Brown

CHARLESTON -- Kathy Brown, a Charleston attorney and former television anchor, is one of seven people chosen for an appointment by Gov. Joe Manchin to fill the position soon to be vacated by Judge Irene C. Berger.

Berger unanimously was confirmed by the United States Senate on Oct. 27 for a position on the federal bench.

Along with Brown, the other six candidates being considered are Carrie Webster, a Charleston attorney and chairwoman of the House Judiciary Committee; Charleston lawyers Joanna Tabit, David Cecil and Katherine Louise Dooley; Phyllis Carter, an administrative law judge with the state Human Rights Commission; and John Hackney Jr., a West Virginia State Court of Claims judge.

The candidates were interviewed Nov. 4 for Berger's position.

Brown said she is exploring a run for the Kanawha County bench whether she's appointed to the position or not. She said she would be honored to hold the position either appointed or elected.

"I have a very strong work ethic," Brown said. "People want their cases resolved quickly. I will put in the time it takes to get the work done and not let cases linger."

Brown said she has experience in several areas of the law and has worked with many community organizations.

"Working with children has always been one of my main interests in an effort to make their lives healthier and more productive," Brown said. "As a judge, I would work outside the court with educators, parents and law enforcement to create innovative programs that help keep our kids out of trouble."

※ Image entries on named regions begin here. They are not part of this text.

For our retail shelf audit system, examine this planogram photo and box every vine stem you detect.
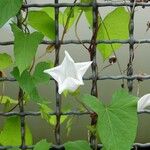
[17,11,26,150]
[54,0,77,145]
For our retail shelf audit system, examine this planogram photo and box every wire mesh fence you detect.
[0,0,150,150]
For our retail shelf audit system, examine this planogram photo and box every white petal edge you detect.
[75,61,92,77]
[58,77,84,94]
[137,94,150,112]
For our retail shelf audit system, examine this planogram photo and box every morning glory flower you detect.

Brown said she was involved with the Jerry Lewis Telethon to raise money for children fighting muscular diseases for two decades and was instrumental in bringing to light critical issues that helped children through a segment on the news titled "Kathy's Kids."

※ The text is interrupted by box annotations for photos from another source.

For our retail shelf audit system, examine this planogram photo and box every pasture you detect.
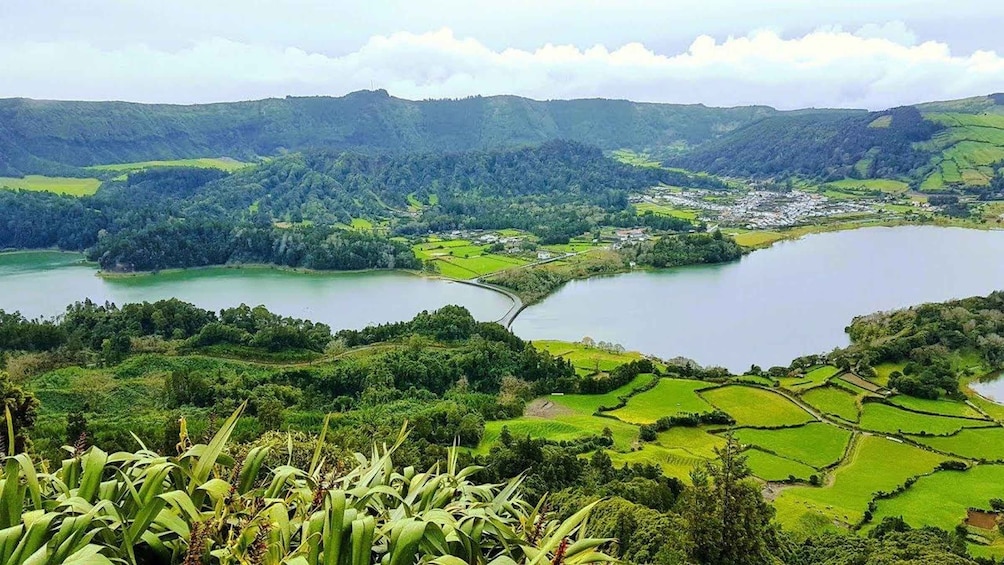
[914,428,1004,461]
[774,436,947,531]
[609,378,714,425]
[889,394,983,417]
[802,386,859,421]
[743,449,816,481]
[87,158,251,173]
[548,373,656,413]
[0,175,101,196]
[736,422,850,469]
[701,384,814,428]
[872,465,1004,532]
[860,402,993,436]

"I have spent my life fighting for folks and trying to make a difference in the community," Brown said.

During her 22 years as an investigative reporter and anchor, she won numerous awards for uncovering injustices and investigating political corruption.

Brown said she was the first reporter to bring out details of mistakes in the State Police Crime lab, which lead to innocent men being freed from prison. She also reported and uncovered the extent of ties between drug dealing and office holders in Mingo County, where more than 80 people were indicted.

"The integrity of the justice system has always been important to me," she said. "My life's work proves that I can be impartial. I have no particular ties to anyone that would interfere with my ability to make fair decisions."

Brown moved to Kanawha County from Huntington in 1995 to manage the Charleston news bureau for WSAZ-TV.

Brown graduated from West Virginia University's College of Law in 2001 as a member of the Order of the Barristers, a national honorary organization for outstanding performance at oral arguments.

While she was in law school, she worked part time at WSAZ-TV and as a law clerk for West Virginia Supreme Court Justice Margaret Workman. She also did writing and editing for The West Virginia Law Review, a student-run publication at WVU.

During her legal career, Brown has represented individuals, small businesses and multi-national corporations. During the recession, she has provided free legal help to those fighting home foreclosure and to those trying to collect their unemployment benefits.